The film's journey to our screens is a very modern story. It was funded via Kickstarter, where it asked for $3,000 and ended up hauling in over $40,000. That’s the "streaming era" effect in a nutshell—the democratization of production where the audience decides what stories are missing from the landscape. In an era often criticized for "franchise fatigue" and safe, corporate choices, In a Heartbeat felt like a necessary act of rebellion. It proved that there was a massive, underserved audience hungry for stories that didn't treat queer identity as a "very special episode" or a tragic ending.

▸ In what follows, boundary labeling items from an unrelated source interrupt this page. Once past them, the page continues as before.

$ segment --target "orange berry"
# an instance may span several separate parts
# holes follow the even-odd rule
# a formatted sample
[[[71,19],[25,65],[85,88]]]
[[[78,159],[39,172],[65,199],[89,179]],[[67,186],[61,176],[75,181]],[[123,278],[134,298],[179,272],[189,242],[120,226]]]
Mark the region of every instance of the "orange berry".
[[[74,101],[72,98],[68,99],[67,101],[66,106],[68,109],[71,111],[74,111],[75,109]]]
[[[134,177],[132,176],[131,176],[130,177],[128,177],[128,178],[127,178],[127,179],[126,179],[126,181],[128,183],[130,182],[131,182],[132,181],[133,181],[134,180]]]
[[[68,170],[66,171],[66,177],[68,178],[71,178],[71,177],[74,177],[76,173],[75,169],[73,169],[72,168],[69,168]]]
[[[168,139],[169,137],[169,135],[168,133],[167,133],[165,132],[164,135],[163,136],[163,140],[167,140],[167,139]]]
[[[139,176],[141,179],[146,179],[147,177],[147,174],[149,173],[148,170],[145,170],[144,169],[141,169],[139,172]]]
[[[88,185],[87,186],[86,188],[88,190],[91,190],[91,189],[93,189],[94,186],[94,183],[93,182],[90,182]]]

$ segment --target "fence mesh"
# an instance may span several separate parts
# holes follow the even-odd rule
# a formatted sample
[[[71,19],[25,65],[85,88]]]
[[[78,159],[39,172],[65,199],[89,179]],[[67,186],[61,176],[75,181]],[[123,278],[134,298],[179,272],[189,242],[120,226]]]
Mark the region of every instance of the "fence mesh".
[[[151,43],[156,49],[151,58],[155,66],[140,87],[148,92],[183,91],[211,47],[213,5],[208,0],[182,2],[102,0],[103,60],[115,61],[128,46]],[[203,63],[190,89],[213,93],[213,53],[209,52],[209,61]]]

I also have to tip my hat to the "voice" work. While Nick Ainsworth and Kelly Donohue are credited with various sounds, the heavy lifting is done through gasps, sighs, and the frantic pitter-patter of feet. It’s a testament to the era’s focus on global accessibility; you don’t need a translator to understand the universal language of "oh no, he’s hot."
Meaning in the Moment
Looking at it now, years after the initial hype, the film still holds its spark because it doesn't overstay its welcome. It captures a singular, crystalline moment of adolescent terror and turns it into a victory. In the current landscape of cinema, where we’re constantly analyzing "representation" through a lens of political discourse, In a Heartbeat reminds me that sometimes the most radical thing you can do is just be charming.
The film’s climax—where the heart literally breaks in two—is a visual metaphor that could have been painfully cheesy in lesser hands. Instead, it’s a genuine gut-punch. If your heart actually did this, you wouldn't need a boyfriend; you’d need an exorcist, but within the logic of this short, it’s the perfect representation of the vulnerability required to be yourself. It’s a film that knows exactly what it wants to say and exits the stage before the applause even starts. It’s short, sweet, and packs more emotional honesty into four minutes than most three-hour blockbusters manage with all the CGI in the world.
The beauty of this short is how it bypassed the traditional gatekeepers of the industry to become a legitimate cultural touchstone. It represents the best of the 2010s' digital shift: a world where a couple of talented students with a good idea and a Ringling College login can move the needle on what "mainstream" animation looks like. It’s a bright, bouncy, and slightly frantic reminder that while the heart wants what it wants, sometimes it’s the brain’s job to just keep up.